PrimeryMetod Gauss - Jordan to solve systems of linear algebraic equations is a recursive acronym. Factorial of a nonnegative number n is denoted n! and is defined as for n> 0 and n! = 1 if n = 0
Fibonacci numbers are defined using the recurrence relations:
The first and second Fibonacci numbers are 1
For n> 2, n - e Fibonacci number is the sum (n - 1) th and (n - 2) th Fibonacci numbers
Almost all geometric fractals are defined in the form of an infinite recursion. (eg Sierpinski triangle).
Target "Hanoi Towers". Its content production is as follows:
In one of the Buddhist monasteries of the monks a thousand years of dealing with a shifting of the rings.
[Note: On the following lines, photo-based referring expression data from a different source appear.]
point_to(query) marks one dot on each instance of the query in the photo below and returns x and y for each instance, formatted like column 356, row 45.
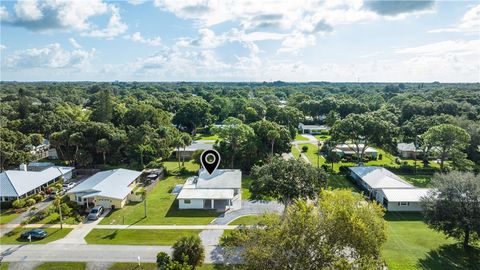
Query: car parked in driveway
column 35, row 234
column 95, row 213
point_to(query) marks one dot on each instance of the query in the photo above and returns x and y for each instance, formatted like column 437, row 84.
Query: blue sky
column 240, row 40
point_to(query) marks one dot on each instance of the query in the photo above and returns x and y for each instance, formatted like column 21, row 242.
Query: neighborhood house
column 388, row 189
column 22, row 183
column 344, row 150
column 312, row 129
column 221, row 191
column 110, row 189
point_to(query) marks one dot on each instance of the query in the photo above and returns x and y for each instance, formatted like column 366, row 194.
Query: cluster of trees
column 141, row 123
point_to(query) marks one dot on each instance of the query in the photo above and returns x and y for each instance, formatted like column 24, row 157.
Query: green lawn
column 61, row 266
column 172, row 166
column 418, row 180
column 13, row 237
column 299, row 137
column 7, row 215
column 162, row 208
column 153, row 266
column 412, row 245
column 204, row 137
column 247, row 220
column 137, row 237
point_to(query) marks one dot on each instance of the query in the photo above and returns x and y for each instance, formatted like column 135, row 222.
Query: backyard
column 412, row 245
column 137, row 237
column 162, row 208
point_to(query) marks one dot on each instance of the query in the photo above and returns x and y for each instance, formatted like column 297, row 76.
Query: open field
column 162, row 208
column 7, row 215
column 14, row 236
column 137, row 237
column 62, row 266
column 412, row 245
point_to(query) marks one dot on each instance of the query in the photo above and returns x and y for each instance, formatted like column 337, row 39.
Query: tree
column 448, row 138
column 287, row 180
column 234, row 133
column 363, row 130
column 190, row 246
column 186, row 141
column 453, row 206
column 102, row 147
column 342, row 232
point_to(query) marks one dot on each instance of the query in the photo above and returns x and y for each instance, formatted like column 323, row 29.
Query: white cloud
column 52, row 56
column 49, row 15
column 74, row 43
column 470, row 22
column 137, row 37
column 114, row 27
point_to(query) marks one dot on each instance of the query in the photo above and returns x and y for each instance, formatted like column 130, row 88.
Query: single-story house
column 221, row 190
column 350, row 150
column 403, row 199
column 22, row 183
column 387, row 188
column 407, row 150
column 312, row 129
column 110, row 189
column 187, row 153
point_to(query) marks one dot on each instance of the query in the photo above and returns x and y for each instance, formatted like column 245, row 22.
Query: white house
column 312, row 129
column 405, row 200
column 221, row 191
column 388, row 189
column 110, row 189
column 16, row 184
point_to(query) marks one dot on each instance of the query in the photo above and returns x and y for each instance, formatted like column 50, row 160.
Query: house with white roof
column 220, row 190
column 15, row 184
column 312, row 129
column 387, row 188
column 110, row 189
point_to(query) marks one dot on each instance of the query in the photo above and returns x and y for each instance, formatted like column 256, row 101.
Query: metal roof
column 15, row 183
column 111, row 184
column 405, row 194
column 379, row 177
column 205, row 193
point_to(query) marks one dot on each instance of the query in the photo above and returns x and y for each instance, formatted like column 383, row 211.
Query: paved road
column 249, row 208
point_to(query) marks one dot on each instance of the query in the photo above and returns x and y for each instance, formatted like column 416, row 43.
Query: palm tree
column 102, row 147
column 186, row 140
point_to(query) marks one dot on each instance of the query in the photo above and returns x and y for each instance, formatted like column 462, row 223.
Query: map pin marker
column 210, row 160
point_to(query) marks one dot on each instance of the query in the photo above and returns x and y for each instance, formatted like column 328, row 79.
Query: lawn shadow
column 111, row 236
column 452, row 256
column 174, row 211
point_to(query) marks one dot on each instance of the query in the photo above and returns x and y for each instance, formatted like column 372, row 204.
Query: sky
column 240, row 40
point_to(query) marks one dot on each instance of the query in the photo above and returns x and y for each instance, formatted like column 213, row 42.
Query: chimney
column 23, row 167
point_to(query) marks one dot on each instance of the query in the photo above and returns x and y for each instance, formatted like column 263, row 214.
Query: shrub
column 30, row 202
column 20, row 203
column 190, row 246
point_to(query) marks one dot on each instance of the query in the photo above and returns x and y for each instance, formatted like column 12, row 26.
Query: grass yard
column 204, row 137
column 247, row 220
column 299, row 137
column 162, row 208
column 13, row 237
column 172, row 167
column 412, row 245
column 153, row 266
column 418, row 180
column 62, row 266
column 137, row 237
column 7, row 215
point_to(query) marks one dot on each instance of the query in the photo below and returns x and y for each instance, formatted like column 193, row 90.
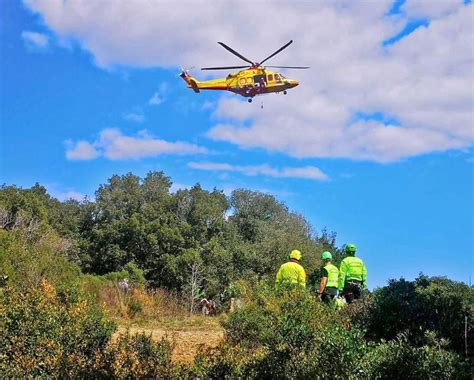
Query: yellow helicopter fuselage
column 248, row 83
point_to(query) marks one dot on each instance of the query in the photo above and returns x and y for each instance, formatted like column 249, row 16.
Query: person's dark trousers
column 352, row 290
column 328, row 295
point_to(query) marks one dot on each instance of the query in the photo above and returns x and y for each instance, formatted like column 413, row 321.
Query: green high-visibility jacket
column 333, row 275
column 352, row 268
column 291, row 273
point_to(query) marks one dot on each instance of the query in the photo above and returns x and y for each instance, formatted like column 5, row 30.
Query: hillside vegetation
column 61, row 303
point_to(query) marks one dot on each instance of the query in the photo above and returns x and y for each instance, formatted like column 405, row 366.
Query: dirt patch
column 188, row 341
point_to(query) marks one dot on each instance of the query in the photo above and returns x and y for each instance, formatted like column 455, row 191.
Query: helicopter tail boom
column 193, row 83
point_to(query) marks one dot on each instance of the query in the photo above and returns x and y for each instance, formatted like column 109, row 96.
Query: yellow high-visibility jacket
column 291, row 273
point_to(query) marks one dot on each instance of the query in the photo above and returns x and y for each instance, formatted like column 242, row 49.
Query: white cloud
column 135, row 117
column 424, row 80
column 82, row 150
column 35, row 41
column 431, row 9
column 308, row 172
column 114, row 145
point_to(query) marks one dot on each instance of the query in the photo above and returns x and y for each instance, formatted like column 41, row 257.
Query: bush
column 399, row 359
column 26, row 261
column 426, row 304
column 286, row 335
column 138, row 357
column 49, row 333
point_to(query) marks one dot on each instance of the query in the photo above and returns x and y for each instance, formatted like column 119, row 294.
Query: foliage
column 26, row 261
column 286, row 334
column 426, row 304
column 399, row 359
column 49, row 333
column 138, row 357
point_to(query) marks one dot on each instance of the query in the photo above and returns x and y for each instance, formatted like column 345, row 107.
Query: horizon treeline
column 174, row 237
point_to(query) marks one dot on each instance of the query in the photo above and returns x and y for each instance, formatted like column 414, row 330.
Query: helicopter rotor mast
column 253, row 64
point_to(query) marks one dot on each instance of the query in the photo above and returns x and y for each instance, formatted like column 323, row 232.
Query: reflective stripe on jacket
column 291, row 273
column 352, row 268
column 333, row 275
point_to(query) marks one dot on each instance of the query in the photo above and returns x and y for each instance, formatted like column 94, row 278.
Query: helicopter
column 254, row 80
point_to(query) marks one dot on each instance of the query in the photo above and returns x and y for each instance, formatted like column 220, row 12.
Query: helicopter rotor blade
column 235, row 53
column 223, row 68
column 289, row 67
column 279, row 50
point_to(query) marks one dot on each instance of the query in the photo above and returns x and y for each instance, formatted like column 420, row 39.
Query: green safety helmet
column 351, row 248
column 326, row 255
column 295, row 254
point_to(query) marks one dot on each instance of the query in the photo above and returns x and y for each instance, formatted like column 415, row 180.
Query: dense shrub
column 26, row 261
column 426, row 304
column 286, row 335
column 399, row 359
column 290, row 335
column 49, row 333
column 138, row 357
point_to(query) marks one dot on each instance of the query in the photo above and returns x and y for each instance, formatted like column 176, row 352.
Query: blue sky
column 375, row 144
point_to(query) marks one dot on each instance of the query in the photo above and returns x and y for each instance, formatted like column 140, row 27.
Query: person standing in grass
column 329, row 281
column 291, row 273
column 352, row 275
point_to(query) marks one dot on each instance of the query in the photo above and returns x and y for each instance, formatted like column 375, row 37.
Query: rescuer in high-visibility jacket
column 329, row 281
column 352, row 275
column 291, row 273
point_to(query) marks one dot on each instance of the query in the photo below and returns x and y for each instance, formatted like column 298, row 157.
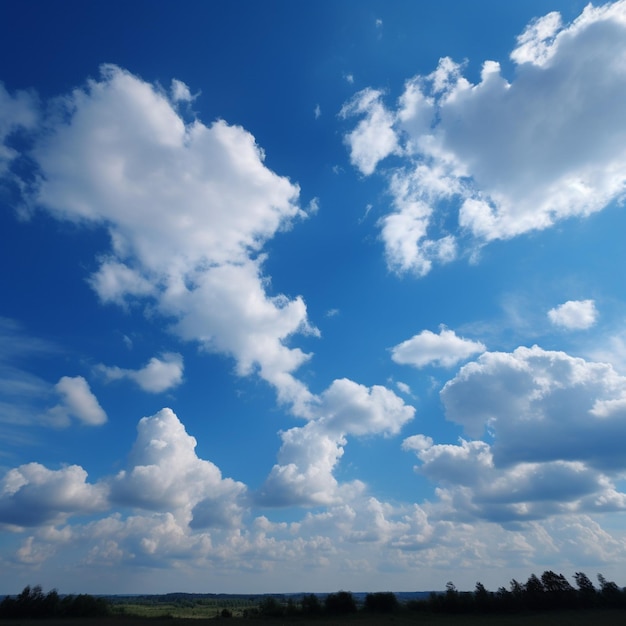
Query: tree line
column 550, row 591
column 32, row 603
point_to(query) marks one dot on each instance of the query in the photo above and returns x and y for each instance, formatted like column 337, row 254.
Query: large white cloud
column 304, row 474
column 159, row 374
column 165, row 474
column 574, row 314
column 542, row 406
column 445, row 349
column 78, row 401
column 19, row 111
column 506, row 154
column 556, row 423
column 188, row 208
column 32, row 495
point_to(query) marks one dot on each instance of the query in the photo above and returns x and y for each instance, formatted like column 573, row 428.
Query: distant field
column 553, row 618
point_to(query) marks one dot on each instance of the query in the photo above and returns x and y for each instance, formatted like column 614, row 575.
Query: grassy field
column 553, row 618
They have three pyramids in which wearing the ring in different sizes. In the initial state of 64 rings were put on the first pyramid and sorted by size. Monks must pass all the rings from the first pyramid to the second, fulfilling the only condition - you can not put a ring on the ring of smaller size. When you shift, you can use all three pyramids. Monks shift one ring per second. Once they complete their work, the end of the world.
Recursive solution to the problem can be described as follows:
Algorithm for the movement of the tower, the algorithm will move the required number of disks from the pyramid "source" in the pyramid "job" using the "emergency" pyramid.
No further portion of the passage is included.